Optimal Classification Cutoff For Weighted Sum of TPR and TNR

Mark sandstrom
Tue Dec 22 12:24:12 2015

Optimal cuttoff for user-defined weighting of True Positive Rate (TPR) vs. True Negative Rate (TNR)

SUMMARY

  • Classification of predictions produced by a given model into 'pos' and 'neg' classes depends on the cutoff value.
  • When true pos/neg values for the observations are knowable, accuracy of predictions can be computed as a function of pos/neg classification cutoff.
  • pos and neg case prediction accuracies i.e.

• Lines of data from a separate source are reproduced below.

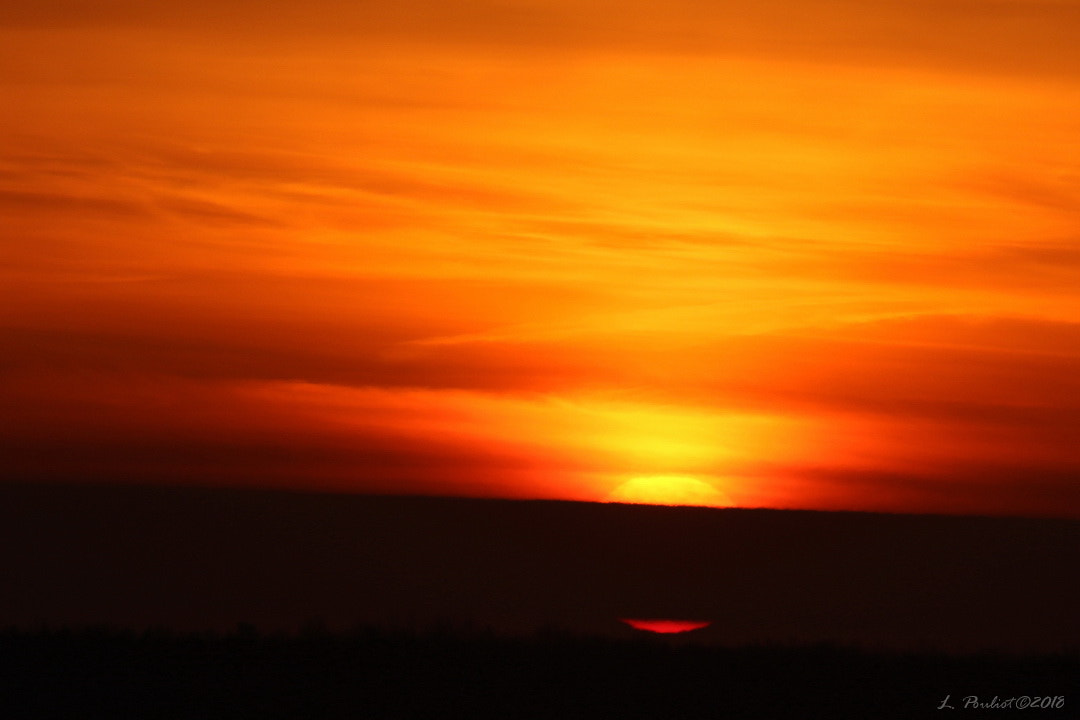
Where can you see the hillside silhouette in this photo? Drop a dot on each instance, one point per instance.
(444, 670)
(199, 558)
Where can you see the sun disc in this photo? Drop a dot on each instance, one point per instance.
(669, 490)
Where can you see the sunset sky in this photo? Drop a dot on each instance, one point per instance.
(815, 254)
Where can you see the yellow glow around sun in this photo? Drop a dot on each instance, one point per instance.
(669, 490)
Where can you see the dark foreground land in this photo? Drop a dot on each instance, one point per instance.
(476, 674)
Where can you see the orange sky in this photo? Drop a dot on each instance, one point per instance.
(814, 254)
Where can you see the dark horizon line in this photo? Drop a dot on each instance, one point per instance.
(332, 491)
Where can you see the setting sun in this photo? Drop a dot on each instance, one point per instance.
(669, 490)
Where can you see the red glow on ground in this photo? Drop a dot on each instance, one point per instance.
(666, 626)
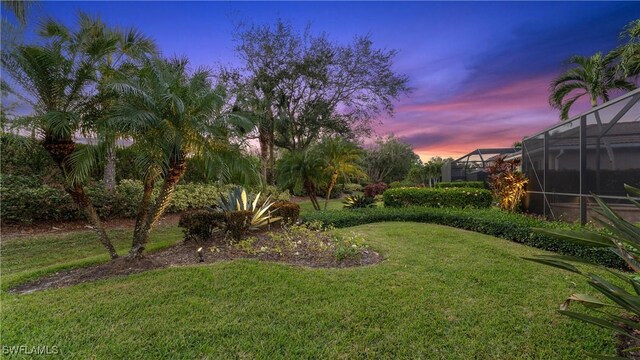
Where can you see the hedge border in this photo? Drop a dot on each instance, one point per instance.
(493, 222)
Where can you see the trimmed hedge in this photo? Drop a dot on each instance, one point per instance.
(465, 184)
(448, 197)
(509, 226)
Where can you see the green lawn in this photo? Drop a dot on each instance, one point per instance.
(30, 257)
(441, 293)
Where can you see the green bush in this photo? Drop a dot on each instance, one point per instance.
(509, 226)
(358, 202)
(349, 189)
(238, 223)
(199, 226)
(447, 197)
(287, 210)
(403, 183)
(465, 184)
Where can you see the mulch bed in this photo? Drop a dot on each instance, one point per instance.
(305, 253)
(10, 231)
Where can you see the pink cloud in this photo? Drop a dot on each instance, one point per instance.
(495, 118)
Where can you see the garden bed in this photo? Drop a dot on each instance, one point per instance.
(296, 245)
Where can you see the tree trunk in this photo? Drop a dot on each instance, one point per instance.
(272, 163)
(80, 197)
(60, 151)
(332, 183)
(109, 178)
(264, 154)
(310, 188)
(141, 235)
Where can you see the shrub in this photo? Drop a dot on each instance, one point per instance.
(448, 197)
(199, 226)
(510, 226)
(193, 196)
(238, 223)
(465, 184)
(287, 210)
(622, 238)
(506, 182)
(352, 188)
(358, 202)
(403, 183)
(372, 190)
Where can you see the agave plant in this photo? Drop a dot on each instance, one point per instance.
(623, 238)
(238, 199)
(358, 202)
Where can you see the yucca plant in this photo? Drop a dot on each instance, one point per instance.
(623, 238)
(238, 199)
(358, 202)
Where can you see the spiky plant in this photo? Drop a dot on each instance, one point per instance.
(238, 200)
(171, 113)
(623, 238)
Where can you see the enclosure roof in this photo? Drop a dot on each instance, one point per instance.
(489, 152)
(631, 96)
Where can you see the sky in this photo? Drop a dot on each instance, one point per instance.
(479, 71)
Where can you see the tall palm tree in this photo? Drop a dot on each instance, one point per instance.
(593, 77)
(57, 80)
(629, 53)
(303, 168)
(171, 113)
(342, 159)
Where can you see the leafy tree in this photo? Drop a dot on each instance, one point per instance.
(171, 113)
(302, 168)
(593, 77)
(58, 80)
(341, 159)
(303, 87)
(389, 160)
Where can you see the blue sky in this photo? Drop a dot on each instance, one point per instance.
(480, 70)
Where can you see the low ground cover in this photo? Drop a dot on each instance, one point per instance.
(510, 226)
(439, 293)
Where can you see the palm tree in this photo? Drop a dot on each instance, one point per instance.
(593, 77)
(341, 159)
(302, 168)
(172, 114)
(629, 53)
(57, 80)
(129, 48)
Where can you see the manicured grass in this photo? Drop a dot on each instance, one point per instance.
(28, 258)
(441, 293)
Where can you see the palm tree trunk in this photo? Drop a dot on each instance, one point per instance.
(141, 235)
(311, 191)
(60, 151)
(272, 162)
(109, 178)
(332, 183)
(264, 154)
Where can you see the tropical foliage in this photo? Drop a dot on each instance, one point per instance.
(507, 183)
(623, 239)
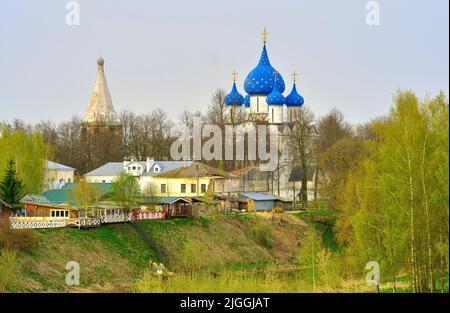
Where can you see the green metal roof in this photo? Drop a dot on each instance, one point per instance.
(162, 200)
(101, 188)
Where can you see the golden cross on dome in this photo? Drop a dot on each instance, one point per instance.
(275, 72)
(234, 75)
(294, 76)
(264, 33)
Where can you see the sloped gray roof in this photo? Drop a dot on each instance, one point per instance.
(258, 196)
(116, 168)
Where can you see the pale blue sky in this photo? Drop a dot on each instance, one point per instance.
(174, 54)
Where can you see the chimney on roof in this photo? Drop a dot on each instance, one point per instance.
(150, 162)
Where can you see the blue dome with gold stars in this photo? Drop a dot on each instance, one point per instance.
(234, 97)
(294, 98)
(275, 97)
(247, 100)
(261, 79)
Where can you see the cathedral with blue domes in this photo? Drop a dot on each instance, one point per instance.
(264, 87)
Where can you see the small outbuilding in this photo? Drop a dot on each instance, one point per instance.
(5, 209)
(258, 201)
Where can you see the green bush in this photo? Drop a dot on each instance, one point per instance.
(8, 269)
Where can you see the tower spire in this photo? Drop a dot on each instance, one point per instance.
(264, 33)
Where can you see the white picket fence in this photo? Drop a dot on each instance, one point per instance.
(35, 223)
(82, 222)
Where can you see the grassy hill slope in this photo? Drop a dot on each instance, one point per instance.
(112, 257)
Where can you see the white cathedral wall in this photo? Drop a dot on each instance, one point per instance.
(258, 104)
(275, 114)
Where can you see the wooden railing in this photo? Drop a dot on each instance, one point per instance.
(83, 222)
(36, 222)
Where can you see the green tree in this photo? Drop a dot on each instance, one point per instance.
(126, 191)
(11, 188)
(394, 204)
(29, 151)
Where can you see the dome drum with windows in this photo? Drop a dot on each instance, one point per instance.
(266, 82)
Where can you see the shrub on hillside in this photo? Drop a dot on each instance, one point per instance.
(22, 239)
(8, 269)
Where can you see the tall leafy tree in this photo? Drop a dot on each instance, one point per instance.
(29, 151)
(126, 191)
(11, 188)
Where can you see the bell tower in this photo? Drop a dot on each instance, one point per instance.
(101, 131)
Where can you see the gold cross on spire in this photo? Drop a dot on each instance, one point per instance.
(294, 76)
(234, 75)
(264, 33)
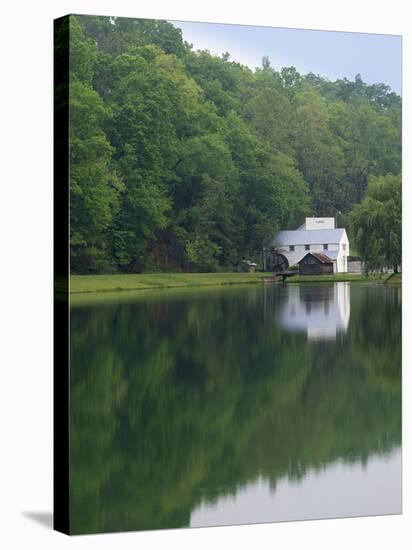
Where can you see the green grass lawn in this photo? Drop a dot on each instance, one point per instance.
(146, 281)
(336, 277)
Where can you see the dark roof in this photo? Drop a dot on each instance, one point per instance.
(319, 256)
(309, 236)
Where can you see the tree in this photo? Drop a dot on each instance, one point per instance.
(376, 223)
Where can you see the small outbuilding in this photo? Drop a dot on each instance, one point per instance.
(315, 263)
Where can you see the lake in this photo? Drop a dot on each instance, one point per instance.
(234, 405)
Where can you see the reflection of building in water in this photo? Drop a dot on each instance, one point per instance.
(322, 311)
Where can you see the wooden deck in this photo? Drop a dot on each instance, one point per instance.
(278, 277)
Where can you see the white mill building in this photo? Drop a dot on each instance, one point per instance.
(317, 235)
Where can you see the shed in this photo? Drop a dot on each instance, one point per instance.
(315, 263)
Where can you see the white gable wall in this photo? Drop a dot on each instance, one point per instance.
(338, 252)
(319, 223)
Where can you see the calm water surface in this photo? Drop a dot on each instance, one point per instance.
(237, 405)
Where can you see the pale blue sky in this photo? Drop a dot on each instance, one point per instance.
(377, 57)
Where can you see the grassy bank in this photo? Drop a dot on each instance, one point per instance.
(335, 278)
(146, 281)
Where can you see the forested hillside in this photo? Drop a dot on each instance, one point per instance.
(181, 160)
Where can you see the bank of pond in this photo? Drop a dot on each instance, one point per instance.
(146, 281)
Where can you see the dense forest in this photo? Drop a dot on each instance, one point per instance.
(184, 161)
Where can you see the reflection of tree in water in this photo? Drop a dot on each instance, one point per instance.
(184, 399)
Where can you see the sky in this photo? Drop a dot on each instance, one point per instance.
(376, 57)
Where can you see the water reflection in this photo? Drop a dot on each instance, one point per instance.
(320, 311)
(183, 400)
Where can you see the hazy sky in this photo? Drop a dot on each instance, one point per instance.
(377, 57)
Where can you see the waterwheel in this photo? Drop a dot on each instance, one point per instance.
(280, 263)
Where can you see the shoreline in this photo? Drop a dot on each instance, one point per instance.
(93, 284)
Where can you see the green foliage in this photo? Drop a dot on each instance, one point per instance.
(181, 160)
(376, 223)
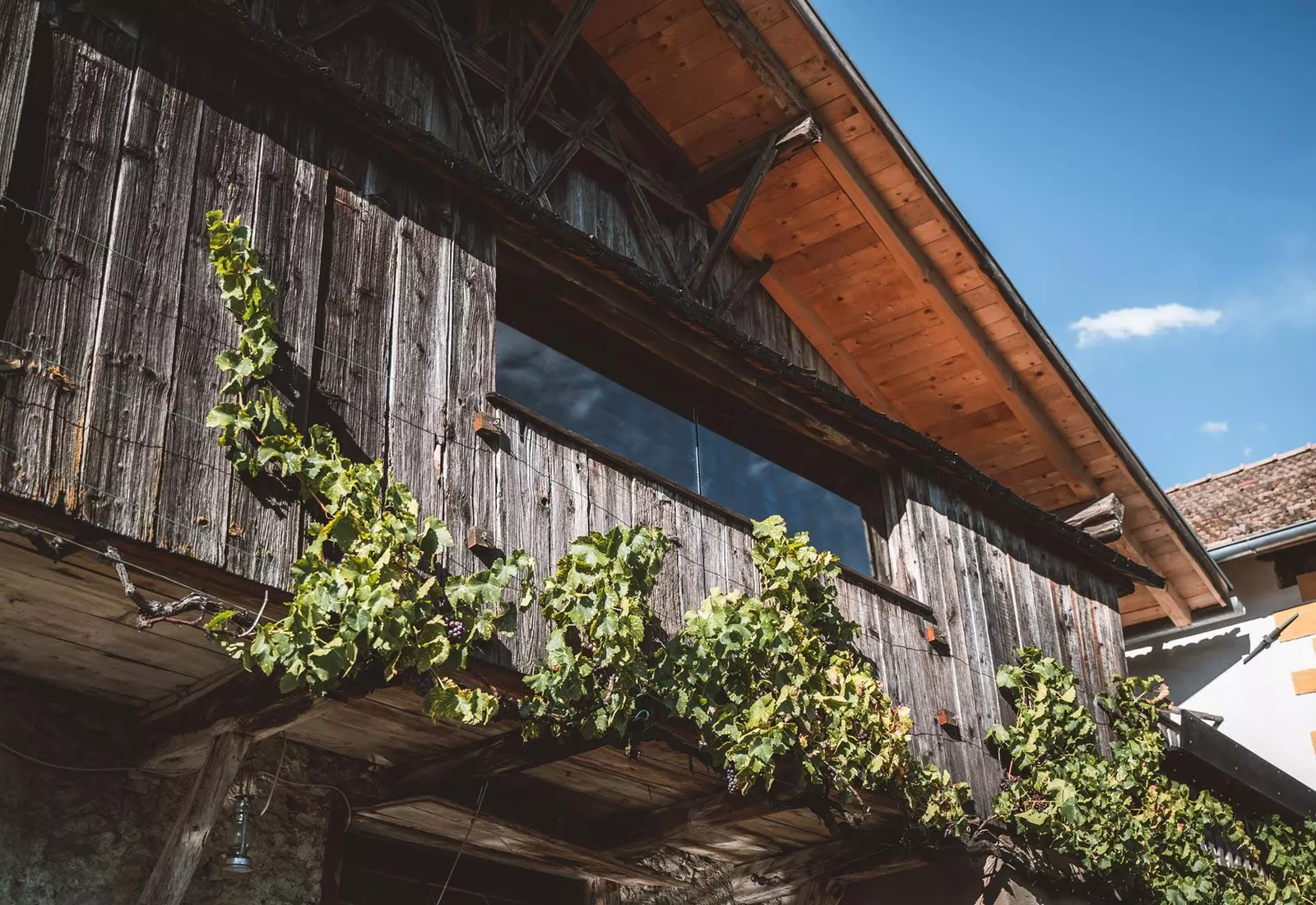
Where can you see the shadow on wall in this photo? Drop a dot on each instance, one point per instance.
(1190, 667)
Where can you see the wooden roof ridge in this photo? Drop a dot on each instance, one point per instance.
(1073, 443)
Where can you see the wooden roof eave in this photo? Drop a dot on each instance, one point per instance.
(586, 261)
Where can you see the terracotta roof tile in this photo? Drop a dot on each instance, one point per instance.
(1252, 499)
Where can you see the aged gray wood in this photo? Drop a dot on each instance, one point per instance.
(182, 852)
(420, 360)
(290, 221)
(135, 360)
(192, 503)
(355, 323)
(470, 465)
(17, 26)
(50, 327)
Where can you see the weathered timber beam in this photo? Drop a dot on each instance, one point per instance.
(182, 852)
(749, 278)
(495, 757)
(636, 836)
(572, 146)
(332, 22)
(1102, 520)
(727, 232)
(457, 75)
(177, 736)
(760, 57)
(724, 175)
(495, 74)
(1166, 597)
(499, 838)
(554, 54)
(974, 340)
(811, 325)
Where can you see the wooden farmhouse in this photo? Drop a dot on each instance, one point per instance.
(558, 266)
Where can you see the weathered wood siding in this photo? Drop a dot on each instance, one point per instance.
(388, 304)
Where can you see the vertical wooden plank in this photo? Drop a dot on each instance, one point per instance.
(528, 524)
(470, 468)
(50, 324)
(265, 522)
(17, 28)
(655, 505)
(609, 496)
(192, 503)
(135, 357)
(182, 852)
(420, 362)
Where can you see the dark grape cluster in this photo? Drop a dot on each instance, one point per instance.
(456, 630)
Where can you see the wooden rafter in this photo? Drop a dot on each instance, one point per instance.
(978, 346)
(572, 146)
(495, 757)
(178, 736)
(730, 225)
(554, 54)
(811, 325)
(332, 22)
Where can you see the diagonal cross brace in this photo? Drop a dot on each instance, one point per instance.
(740, 208)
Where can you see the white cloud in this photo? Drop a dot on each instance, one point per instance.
(1125, 323)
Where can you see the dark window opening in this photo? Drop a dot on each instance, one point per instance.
(576, 371)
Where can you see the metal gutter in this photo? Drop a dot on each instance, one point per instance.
(822, 35)
(1281, 537)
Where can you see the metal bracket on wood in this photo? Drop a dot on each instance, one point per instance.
(480, 540)
(740, 208)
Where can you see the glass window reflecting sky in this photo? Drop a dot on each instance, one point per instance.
(579, 399)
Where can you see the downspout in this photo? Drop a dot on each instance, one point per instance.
(820, 32)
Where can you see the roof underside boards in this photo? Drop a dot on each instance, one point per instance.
(887, 276)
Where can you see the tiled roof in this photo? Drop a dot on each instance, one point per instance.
(1252, 499)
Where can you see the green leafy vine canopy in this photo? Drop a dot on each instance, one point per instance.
(770, 681)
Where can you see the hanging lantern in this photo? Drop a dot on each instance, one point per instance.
(237, 859)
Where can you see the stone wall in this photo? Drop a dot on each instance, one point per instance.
(91, 838)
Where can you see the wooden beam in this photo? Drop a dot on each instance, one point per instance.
(178, 736)
(1168, 599)
(958, 318)
(332, 21)
(500, 838)
(636, 836)
(572, 146)
(750, 276)
(1102, 520)
(809, 324)
(494, 757)
(182, 852)
(554, 54)
(724, 175)
(760, 57)
(730, 225)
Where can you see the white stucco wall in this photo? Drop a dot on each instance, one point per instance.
(1204, 671)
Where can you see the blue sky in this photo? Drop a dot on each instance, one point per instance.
(1132, 155)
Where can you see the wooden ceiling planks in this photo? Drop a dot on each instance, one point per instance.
(954, 362)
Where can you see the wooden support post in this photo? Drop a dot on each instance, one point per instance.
(541, 77)
(727, 232)
(572, 146)
(182, 850)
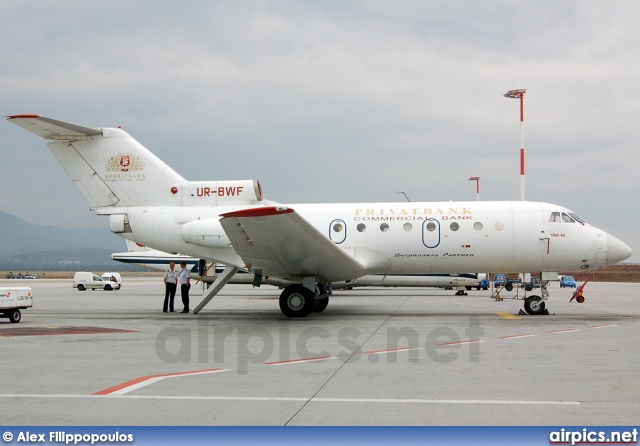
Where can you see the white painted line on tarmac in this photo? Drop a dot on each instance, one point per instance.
(137, 383)
(297, 361)
(516, 336)
(319, 400)
(568, 330)
(390, 350)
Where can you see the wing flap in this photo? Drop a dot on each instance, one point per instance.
(53, 129)
(276, 241)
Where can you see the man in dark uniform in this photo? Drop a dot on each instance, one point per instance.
(185, 284)
(170, 284)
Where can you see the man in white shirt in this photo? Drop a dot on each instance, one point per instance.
(170, 285)
(185, 284)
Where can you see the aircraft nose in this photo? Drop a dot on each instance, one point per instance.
(618, 250)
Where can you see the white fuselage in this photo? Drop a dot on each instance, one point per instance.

TPR and TNR can have differing weights: Classification quality score can be computed as a weigthed sum a*TPR + (1-a)*TNR.
  • The app visualizes the optimal classification cuttoff for such a user-defined weighted sum of TPR and TNR.

The data

In the example app server.R forms a set of prediction scores [0..1] s and corresponding true 0/1 class labels l:

library(ROCR); data(ROCR.simple); 
dr = as.data.frame(ROCR.simple)
l = dr$labels
L = length(l)
s = dr$predictions + rnorm(L)*.1 - L:1/(L*10)
  • For real usage, prediction scores s would be produced e.g. by a machine learning algo based on observed feature values of objects to be classified.
  • For real user scenarios, the above code is to be replaced by code that forms / brings in the actual prediction scores and true classes of observed objects.

Accuracy as function of cutoff

  • The prediction model gives a score s [0..1] for each observed object, and such scores, if > cutoff are classified into 'pos' class 1 and into 'neg' class 0 othw
  • The portion of correct classifications of such scores s w.r.t. to their true labels l, i.e., accuracy of the classifier is thus a function of the cutoff value: plot of chunk unnamed-chunk-2
  • Cool.

Weighted accuracy of 'pos' and 'neg' cases

  • In many scenarios, correctly classifying the 'pos' and 'neg' objects have differing relative importances.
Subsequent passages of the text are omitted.